O sarampo é endémico em vários países asiáticos e africanos, nomeadamente Angola
3 de abril de 2013 - 13h55
Todos os adultos sem história credível de sarampo e que não tenham sido vacinados devem levar uma dose da vacina contra a doença, enquanto aos profissionais de saúde devem ser administradas duas doses, recomenda a Direção-Geral da Saúde (DGS).
O Programa Nacional de Eliminação do Sarampo, hoje divulgado no site da DGS, diz que todos os adultos nascidos a partir de 1970 devem estar vacinados contra o sarampo, descrita como uma infeções virais mais contagiosas.
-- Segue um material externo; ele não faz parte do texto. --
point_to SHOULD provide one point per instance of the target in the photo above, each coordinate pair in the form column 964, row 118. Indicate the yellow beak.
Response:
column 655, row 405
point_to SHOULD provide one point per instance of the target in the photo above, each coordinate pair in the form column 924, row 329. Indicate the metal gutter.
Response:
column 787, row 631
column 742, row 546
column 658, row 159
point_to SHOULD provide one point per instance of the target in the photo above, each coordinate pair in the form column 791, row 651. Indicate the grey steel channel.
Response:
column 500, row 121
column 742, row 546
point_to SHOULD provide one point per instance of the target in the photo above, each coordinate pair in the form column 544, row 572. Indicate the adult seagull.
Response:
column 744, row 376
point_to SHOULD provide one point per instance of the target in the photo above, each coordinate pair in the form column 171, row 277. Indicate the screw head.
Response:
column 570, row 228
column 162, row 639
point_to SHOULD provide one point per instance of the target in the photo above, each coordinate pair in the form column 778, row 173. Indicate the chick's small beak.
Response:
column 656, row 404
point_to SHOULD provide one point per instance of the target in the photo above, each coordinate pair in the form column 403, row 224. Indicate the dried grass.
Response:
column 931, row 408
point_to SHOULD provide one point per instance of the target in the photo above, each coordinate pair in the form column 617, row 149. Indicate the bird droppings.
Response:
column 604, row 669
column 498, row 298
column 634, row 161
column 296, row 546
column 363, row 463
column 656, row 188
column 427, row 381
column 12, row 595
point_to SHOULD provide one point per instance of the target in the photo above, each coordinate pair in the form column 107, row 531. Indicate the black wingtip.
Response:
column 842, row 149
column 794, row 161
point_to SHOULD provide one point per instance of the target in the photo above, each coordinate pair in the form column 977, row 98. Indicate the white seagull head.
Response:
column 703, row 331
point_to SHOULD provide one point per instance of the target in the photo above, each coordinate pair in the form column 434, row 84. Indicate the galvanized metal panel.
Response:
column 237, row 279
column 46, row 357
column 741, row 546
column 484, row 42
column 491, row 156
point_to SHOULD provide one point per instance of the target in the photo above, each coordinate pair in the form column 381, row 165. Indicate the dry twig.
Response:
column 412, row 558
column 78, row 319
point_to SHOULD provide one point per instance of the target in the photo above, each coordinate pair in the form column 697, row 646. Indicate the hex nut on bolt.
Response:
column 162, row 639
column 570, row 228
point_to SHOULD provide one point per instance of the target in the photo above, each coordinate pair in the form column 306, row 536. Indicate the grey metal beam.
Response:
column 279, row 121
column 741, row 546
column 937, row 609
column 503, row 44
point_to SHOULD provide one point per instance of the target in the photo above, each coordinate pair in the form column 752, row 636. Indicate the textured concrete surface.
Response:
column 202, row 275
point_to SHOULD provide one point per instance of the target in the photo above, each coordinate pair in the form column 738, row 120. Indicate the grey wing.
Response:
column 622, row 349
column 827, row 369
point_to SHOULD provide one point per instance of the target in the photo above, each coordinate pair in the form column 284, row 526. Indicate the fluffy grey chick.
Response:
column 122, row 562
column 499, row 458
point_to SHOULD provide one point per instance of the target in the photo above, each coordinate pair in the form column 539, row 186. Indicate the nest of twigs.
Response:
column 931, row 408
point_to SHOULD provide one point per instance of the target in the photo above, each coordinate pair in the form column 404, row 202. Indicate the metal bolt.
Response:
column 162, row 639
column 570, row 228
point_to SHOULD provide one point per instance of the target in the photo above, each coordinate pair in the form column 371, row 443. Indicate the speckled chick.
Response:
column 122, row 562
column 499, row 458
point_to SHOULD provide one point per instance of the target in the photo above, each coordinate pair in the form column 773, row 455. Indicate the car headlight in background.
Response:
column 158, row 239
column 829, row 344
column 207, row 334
Isto porque já ficou demonstrado que, nas pessoas que nasceram antes de 1970, há uma elevada proporção de pessoas protegidas contra a doença.
Para os restantes adultos, a DGS recomenda uma dose da vacina, caso ainda não a tenham levado nem tenham história credível da doença.
O documento recorda que o sarampo é endémico em vários países asiáticos e africanos, nomeadamente em países que têm relações estreitas com Portugal, como o caso de Angola.
No caso dos profissionais de saúde, o Programa indica que devem estar vacinados com duas doses, para “atendendo ao risco acrescido de contacto com casos importados”.
A DGS alega que, uma vez que a última grande epidemia de sarampo ocorreu em Portugal em 1993-94, a "atual inexperiência dos médicos mais jovens aumenta o risco de atraso no diagnóstico" e facilita a exposição dos profissionais de saúde ao vírus.
Só no ano passado, em Portugal foram confirmados cinco casos de sarampo, importados da China, Reino Unido e Angola. Desde 2005, Portugal contabilizou 17 casos de sarampo, quase todos importados, mas alguns deles dando origem a contágios.
No caso das crianças, atualmente a vacina contra o sarampo, gratuita e integrada no Plano Nacional de Vacinação, deve ser administrada em duas doses: aos 12 meses e entre os cinco e os seis anos.
A situação epidemiológica do sarampo agravou-se nos últimos anos na Europa, ocorrendo surtos na maioria dos 29 países europeus sob vigilância.
Em 2011 houve mais de 32 mil casos, incluindo oito mortes e 27 casos de encefalite notificados ao Centro Europeu de Prevenção e Controlo das Doenças. No ano passado, ocorreram 8.230 casos.